Happy New Year?
It won't be, according to new research just published by Clarion, the UK’s largest housing association.
Its findings suggest its future residents will be older, lonelier, in worse health and financially poorer. Why do I not find that hard to believe? As a pensioner having already lost his winter fuel payment of £200 I'm disinclined to be optimistic about the future. While the government seeks to reassure me that my pension will increase in April due to the triple lock I still have to navigate possibly one of the coldest winters in recent times with a 1.2% energy price cap rise in place for this quarter.
Added to this, I have also recently been migrated from legacy benefits onto Universal Credit (UC) as one half of what the Department for Work and Pensions (DWP) defines as a 'mixed-age couple'. At the same time as I am deemed ineligible for Pension Credit due to slightly exceeding the income threshold I have lost my NHS Credit for new glasses prescriptions and dental treatment. The bureaucracy attendant upon this 'migration' exercise has been, and continues to be, onerous and intrusive.
What could presumably have been accomplished by the simple flick of a switch, given that all the agencies involved (Council, DWP and HMRC et al) share the same electronic personal data and now have a legal right to snoop into bank accounts, has instead necessitated stressful and time-consuming online ping pong, lengthy telephone calls and face-to-face appointments.
On several occasions the information we have provided UC has been queried on the basis that it is at slight variance with that held by its partner organisations. This prompts the obvious response: 'if you already know the answer to the question, why ask us?' - a response we daren't make for fear of being sanctioned. It's a rhetorical question anyway - we know perfectly well what's going on here. None of it is happenstance, it's all done by design.
In other words, it's a cynically punitive excerise aimed at the victims of an iniquitous and inequitable system, whereby the poor, sick and elderly are forced to jump through hoops. The oligarchs and kleptocrats meanwhile are exempt from any such intrusive and demeaning scrutiny, saving them millions. Why should the state bother about them when it is so much easier (and probably much more fun for those sadists administering the apparatus of the state) to go after the most vulnerable in society instead? Sadly, 'twas ever thus...
Part of my cheery seasonal reading included an original Guardian article of 1901 reporting on Christmas Day in the Crumpsall Workhouse in Manchester. What struck me was not so much the grimness of the regime, which was to be expected, but the surprising fact that a genuine effort seems to have been made by the overseers, if only on this one day of the year, to alleviate its rigidity with hearty festive food, entertainment, homemade decorations and a relaxation of the normally strict rules.
It appears there was some scope for a modicum of humanity even in a system of institutionalised indoor relief where roughly one third of the three thousand inmates was elderly, a third sick and a third able-bodied unemployed, along with a small resident cohort of pauper children.

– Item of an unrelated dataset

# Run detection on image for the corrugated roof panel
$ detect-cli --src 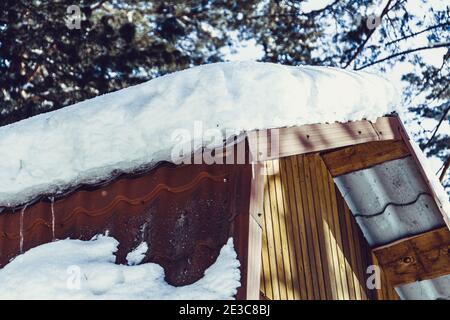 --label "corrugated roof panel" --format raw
[335,157,444,247]
[334,157,450,299]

Where is that flexibility today, a century and a quarter later, when "computer says 'no'" culture prevails? For all its austerity, at least inmates of the late-Victorian workhouse system were housed, fed (albeit frugally) and kept clothed, warm, clean and dry.
With rough-sleeping and homelessness at an all-time high in 2024, including around 150,000 children living in temporary accommodation, the Labour government launched an inquiry last November. This is always easier than taking action, as witness today's announcement of yet another inquiry into the social care system, not expected to conclude until 2028. What more can there possibly be to be discovered when every Prime Minister since Tony Blair has made it an urgent priority?
Florence Eshalomi MP, Chair of the Housing, Communities and Local Government (HCLG) Committee said: “The housing crisis means that families are increasingly being housed in sub-standard temporary accommodation, meaning children may spend years living in places which are not suitable or adequate to grow up in".
She wasn't wrong but should hardly comes as news to anyone, least of all politicians. It does, though, present a shameful indictment of the conduct of the world's sixth largest economy. And the fact that the UK recently dropped out of the top ten ranking for state pension payments, making it the eleventh, should be further cause for soul-searching in the corridors of power.
Children at one end of the age scale and the elderly at the other are being comprehensively failed by the state. Those in-between and working often do not earn a wage sufficient to live on, requiring their earnings to be topped-up out of the UC's £137.4 billion per annum budget for working age and children's welfare. Given the UKs flatlining economy I see little hope of any amelioration. There's realistic and then there's Pollyanna-ish.
So, no, I don't expect this new year to be a particularly happy one.